Um silêncio pacífico

Testemunho do padre Francisco Mota. “É muito contra-intuitiva esta questão de o acto de coragem a que somos chamados neste momento ser estar em casa e evitar o contacto social. Todo o nosso treino é no sentido contrário: estar junto dos doentes, dos pobres, arriscar.”

Foto
Rui Gaudencio

Moro no centro da cidade de Lisboa, na fronteira entre o Bairro Alto e o Chiado. Somos seis padres aqui em casa, com idades entre os 78 e os 32 anos. Normalmente temos vidas activas: uma paróquia na Baixa, aulas na faculdade, a capelania da Santa Casa da Misericórdia de Lisboa, conferências para dar e textos para escrever, mais uma série de coisas que enumeradas poderiam parecer exagero. Além disso, temos um centro cultural recém-aberto (a Brotéria) com uma galeria, uma biblioteca, programação de conferências e cursos, uma revista de cultura centenária, etc... O dia-a-dia costuma ter um ritmo rápido.

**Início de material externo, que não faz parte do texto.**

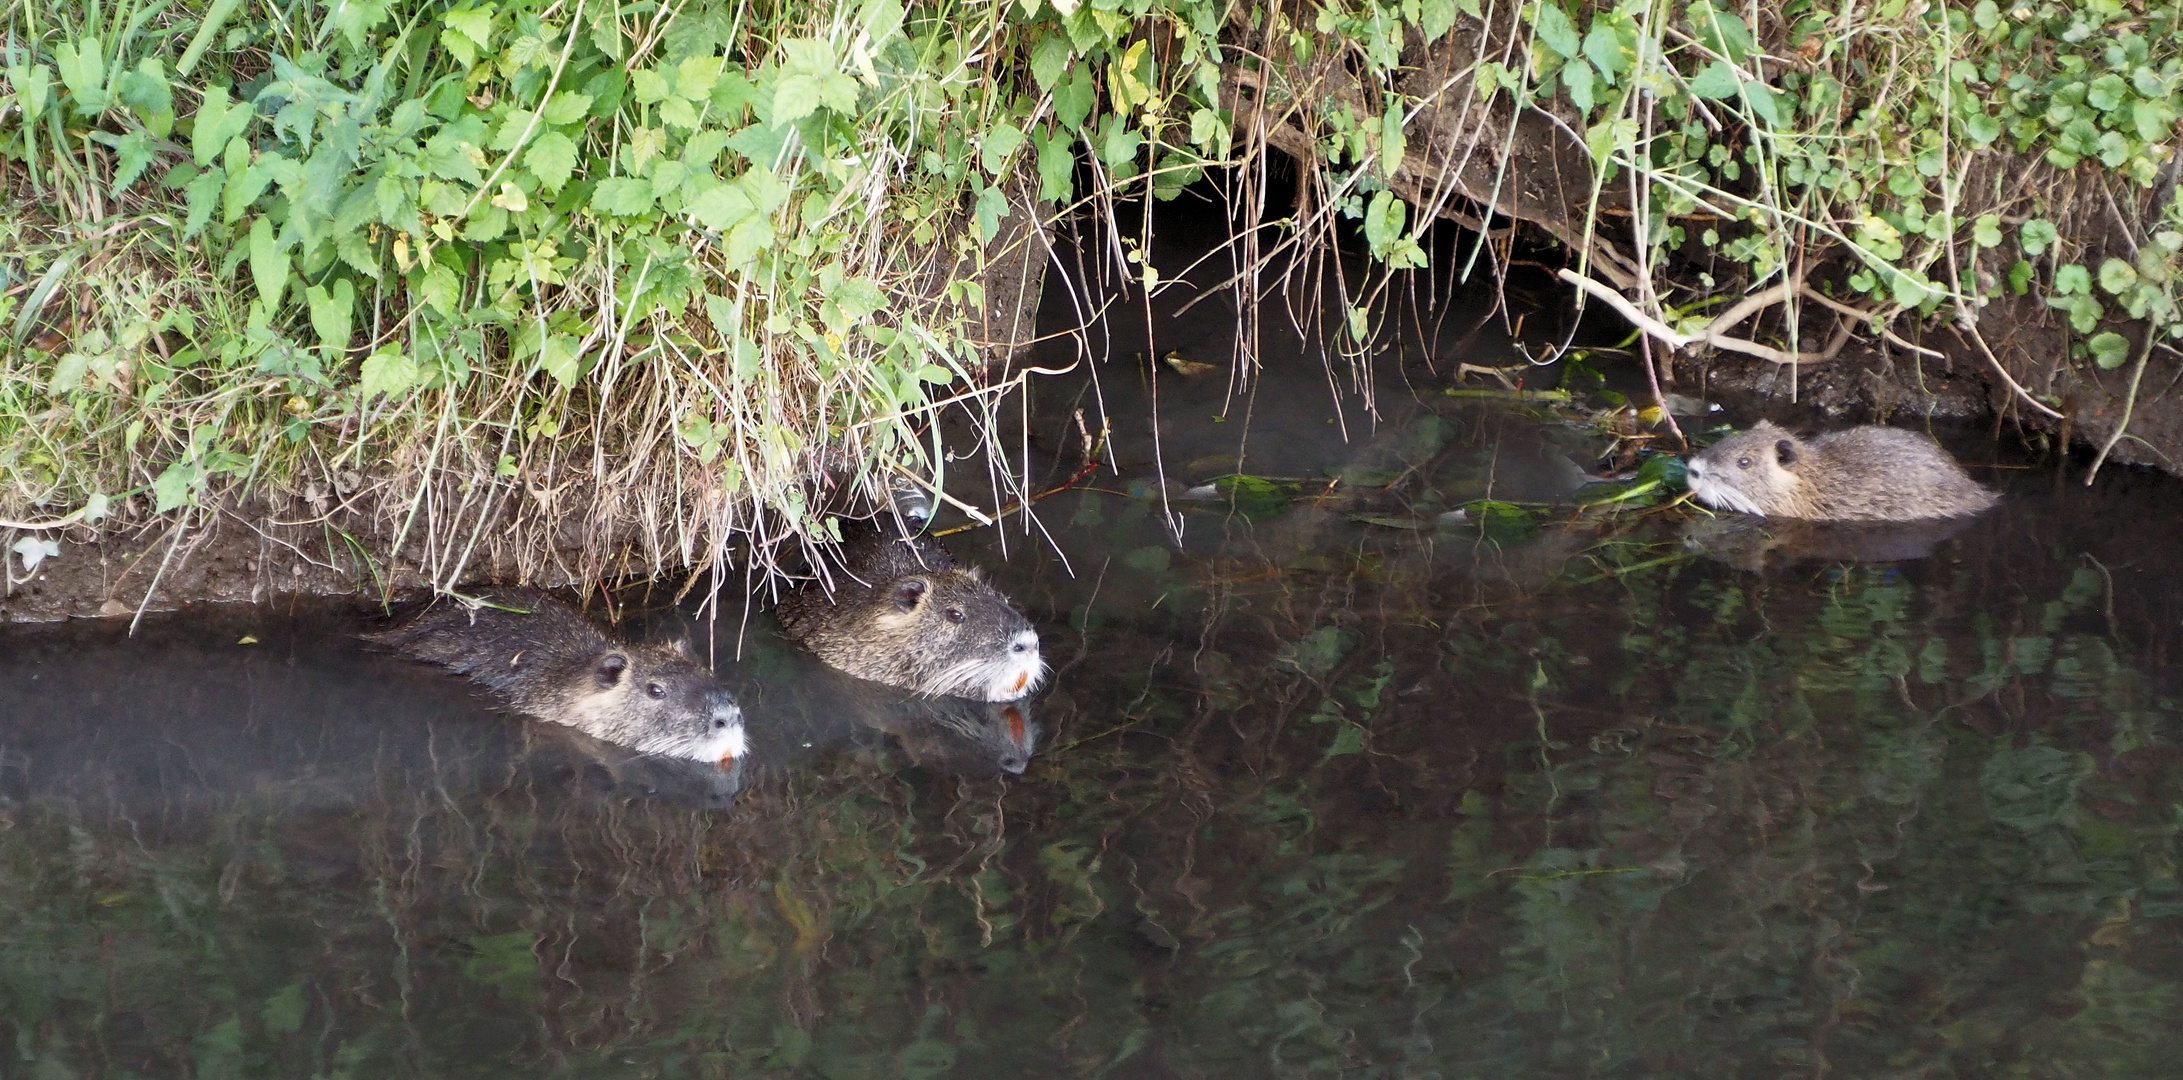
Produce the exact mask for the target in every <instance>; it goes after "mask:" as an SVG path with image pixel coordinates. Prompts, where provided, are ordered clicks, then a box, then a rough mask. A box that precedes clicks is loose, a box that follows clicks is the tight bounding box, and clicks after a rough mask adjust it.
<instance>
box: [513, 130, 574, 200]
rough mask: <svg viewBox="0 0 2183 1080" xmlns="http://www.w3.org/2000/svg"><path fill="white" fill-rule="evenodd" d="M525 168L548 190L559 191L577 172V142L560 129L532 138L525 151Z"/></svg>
mask: <svg viewBox="0 0 2183 1080" xmlns="http://www.w3.org/2000/svg"><path fill="white" fill-rule="evenodd" d="M524 168H528V170H530V175H533V177H537V179H539V183H544V185H546V190H548V192H559V190H561V185H563V183H568V177H570V175H572V172H576V142H572V140H570V137H568V135H563V133H559V131H548V133H544V135H539V137H535V140H530V148H528V151H524Z"/></svg>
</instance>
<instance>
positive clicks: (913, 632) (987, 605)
mask: <svg viewBox="0 0 2183 1080" xmlns="http://www.w3.org/2000/svg"><path fill="white" fill-rule="evenodd" d="M862 622H864V628H867V631H869V635H867V637H864V648H867V650H871V652H875V655H880V657H888V655H893V668H895V670H897V672H899V679H882V681H886V683H897V685H906V687H910V689H915V692H919V694H934V696H952V698H976V700H1015V698H1022V696H1024V694H1030V692H1033V689H1037V687H1039V683H1041V681H1046V661H1043V659H1039V633H1037V631H1033V628H1030V620H1026V617H1024V615H1022V613H1019V611H1015V604H1011V602H1009V598H1006V596H1000V591H998V589H993V585H991V583H987V580H985V572H982V569H978V567H969V569H961V567H947V569H930V572H919V574H904V576H899V578H895V580H891V583H886V585H882V587H880V589H878V591H875V593H873V598H871V604H869V611H867V613H864V620H862ZM851 674H860V672H851ZM867 679H869V676H867Z"/></svg>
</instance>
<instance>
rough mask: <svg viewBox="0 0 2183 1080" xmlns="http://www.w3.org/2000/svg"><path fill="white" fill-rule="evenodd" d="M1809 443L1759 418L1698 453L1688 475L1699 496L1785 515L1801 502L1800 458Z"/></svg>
mask: <svg viewBox="0 0 2183 1080" xmlns="http://www.w3.org/2000/svg"><path fill="white" fill-rule="evenodd" d="M1803 456H1805V454H1803V443H1799V441H1797V436H1792V434H1790V432H1786V430H1781V428H1775V425H1773V423H1768V421H1759V423H1757V425H1753V428H1751V430H1749V432H1742V434H1731V436H1729V439H1722V441H1718V443H1714V445H1709V447H1705V452H1703V454H1698V456H1696V458H1690V467H1687V471H1685V478H1687V482H1690V493H1692V495H1696V497H1698V502H1703V504H1707V506H1714V508H1720V511H1738V513H1755V515H1781V513H1784V511H1788V508H1790V506H1797V504H1799V487H1801V484H1803V478H1799V476H1797V463H1799V460H1801V458H1803Z"/></svg>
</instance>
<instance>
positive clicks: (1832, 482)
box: [1690, 421, 1995, 521]
mask: <svg viewBox="0 0 2183 1080" xmlns="http://www.w3.org/2000/svg"><path fill="white" fill-rule="evenodd" d="M1690 491H1692V495H1696V497H1698V500H1701V502H1705V504H1709V506H1718V508H1722V511H1742V513H1755V515H1764V517H1801V519H1808V521H1919V519H1930V517H1965V515H1973V513H1980V511H1984V508H1987V506H1993V500H1995V493H1993V491H1987V489H1982V487H1978V482H1976V480H1971V478H1969V473H1965V471H1963V467H1960V465H1956V458H1949V456H1947V452H1945V449H1941V447H1939V445H1934V443H1932V439H1925V436H1923V434H1917V432H1906V430H1901V428H1880V425H1866V428H1849V430H1845V432H1827V434H1821V436H1814V439H1797V436H1794V434H1790V432H1786V430H1781V428H1775V425H1773V423H1768V421H1759V423H1757V425H1755V428H1751V430H1749V432H1742V434H1731V436H1729V439H1722V441H1718V443H1714V445H1711V447H1707V449H1705V452H1703V454H1698V456H1696V458H1690Z"/></svg>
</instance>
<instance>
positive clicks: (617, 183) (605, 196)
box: [592, 177, 653, 218]
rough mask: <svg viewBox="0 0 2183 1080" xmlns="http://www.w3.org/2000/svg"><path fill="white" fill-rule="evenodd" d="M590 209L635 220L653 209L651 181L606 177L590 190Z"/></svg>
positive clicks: (599, 211) (615, 177) (647, 213)
mask: <svg viewBox="0 0 2183 1080" xmlns="http://www.w3.org/2000/svg"><path fill="white" fill-rule="evenodd" d="M592 209H596V212H600V214H618V216H624V218H635V216H637V214H648V212H651V209H653V181H646V179H631V177H607V179H603V181H598V188H594V190H592Z"/></svg>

A minha rotina nestes dias de isolamento tem muitas coisas que se mantêm: continuo a ter reuniões, e-mails para responder, relatórios para escrever, financiamentos aos quais concorrer. No que toca ao trabalho de escritório, sobretudo no que diz respeito à Brotéria, o ritmo continua a ser rápido. Em rigor, talvez seja até mais rápido do que o habitual. Afinal, muitos de nós estamos em casa e o trabalho que já fazemos habitualmente ajuda a trazer segurança no meio de tempos tão incertos.

Dito isto, a verdade é que há rotinas que mudam. Há coisas que tenho deixado de fazer: não há jiu-jitsu, não estou a dar aulas, não tenho estado com os meus pais, irmãos e sobrinhos. São perdas que fazem parte destes dias e que, de alguma forma, serão comuns a todos nós. Mas há também coisas que tenho começado a fazer. Tenho finalmente conseguido começar a pôr ordem numa biblioteca de 160 mil volumes que precisava de trabalho. Tenho entrevistado os outros jesuítas cá de casa sobre aquilo em que andam a pensar. Tenho falado com um conjunto incrível de artistas que aceitaram colaborar num projecto digital que a Brotéria lançou para este período. A minha tendência quando estes dias de isolamento começaram foi pensar naquilo que me dava pena perder. À medida que o tempo passa, sem falsos lirismos, vou percebendo que preciso de desenvolver uma atenção mais alargada que me permita valorizar os ganhos. A consciência de que no isolamento há coisas que estão a ser construídas ajuda-me a olhar este tempo com confiança no futuro.

Dentro das rotinas que mudam, há uma na qual tenho pensado permanentemente. Há já vários dias que não vou à minha igreja, o que significa que há já vários dias que não vejo as pessoas que normalmente me batem à porta por não terem outro sítio onde bater. Conheço muitos pelo nome e sei que este será um tempo de ferida para quase todos. Custa-me não estar perto e anseio pelo dia em que poderei voltar a vê-los. É muito contra-intuitiva esta questão de o acto de coragem a que somos chamados neste momento ser estar em casa e evitar o contacto social. Todo o nosso treino é no sentido contrário: estar junto dos doentes, dos pobres, arriscar, etc.. Se a quarentena custa, é por causa deles e não por minha causa. Não poder fazer isso tem sido exigente. Por isso, espero que todos estes estejam bem. Rezo para que estejam bem. Na missa que diariamente celebramos cá em casa ao final do dia (e que transmitimos pelo YouTube – coisa tão estranha!), é sobretudo deles que me lembro.

Termino com esta nota: no centro da cidade, estes têm sido tempos de um silêncio surpreendente. Há pouco ruído. E este silêncio, embora deixe escapar aqui e ali algumas notas de ansiedade, tem sido em geral um silêncio pacífico. É difícil de explicar, mas é impressionante de ver. É um silêncio que, entre outras coisas, permite ler. Permitiu-me, por exemplo, regressar à Odisseia e perguntar-me sobre a inevitabilidade de conviver com o inesperado. Permitiu-me também regressar a Gilead, de Marilynne Robinson, e perceber que é possível ter fé na cidade — que é o título de um livro magnífico de Tiago Cavaco. Há silêncios que assustam. No centro da cidade, este silêncio, até ver, pacifica.